Lintas Topik.Com Setiap kali peluit panjang dibunyikan di Stadion Utama Gelora Bung Karno (SUGBK), dan sorak-sorai suporter mulai mereda, ada satu momen yang justru membuat bulu kuduk berdiri: ribuan orang berdiri tegak, tangan di dada, lalu perlahan menyanyikan lagu “Tanah Airku”.
Bukan sekadar penutup pertandingan. Tradisi ini telah menjadi semacam doa kolektif, ritual kebangsaan yang sarat emosi—menyatukan pemain, pelatih, ofisial, dan puluhan ribu suporter dalam satu harmoni cinta tanah air.
Bermula dari Bekasi, Bukan Jakarta
Tradisi ini bukan lahir di stadion megah GBK, melainkan di Stadion Patriot Candrabhaga, Bekasi.
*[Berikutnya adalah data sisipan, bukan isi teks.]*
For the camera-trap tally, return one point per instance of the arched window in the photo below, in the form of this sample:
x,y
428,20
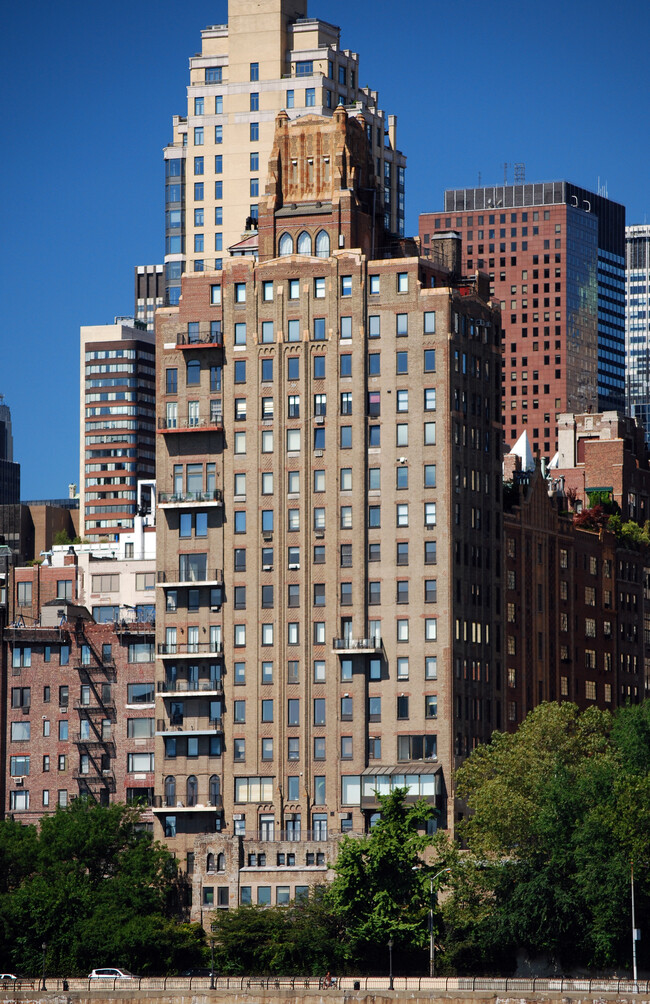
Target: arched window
x,y
322,244
285,244
304,243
Tepatnya pada 8 Juli 2022, usai tim nasional U‑19 Indonesia membantai Filipina 5‑1 di ajang Piala AFF U‑19.
Kala itu, bukan sorakan yang menutup malam, melainkan lantunan lembut “Tanah Airku”—lagu karya Ibu Sud yang dikenal menyentuh hati siapa pun yang mendengarnya. Para pemain membentuk lingkaran di tengah lapangan, dan secara spontan, lagu itu diputar dari pengeras suara stadion. Rita Effendy, penyanyi senior, turut menyanyikan versi live-nya, mengiringi para pemain yang berdiri tegap, mata berkaca-kaca.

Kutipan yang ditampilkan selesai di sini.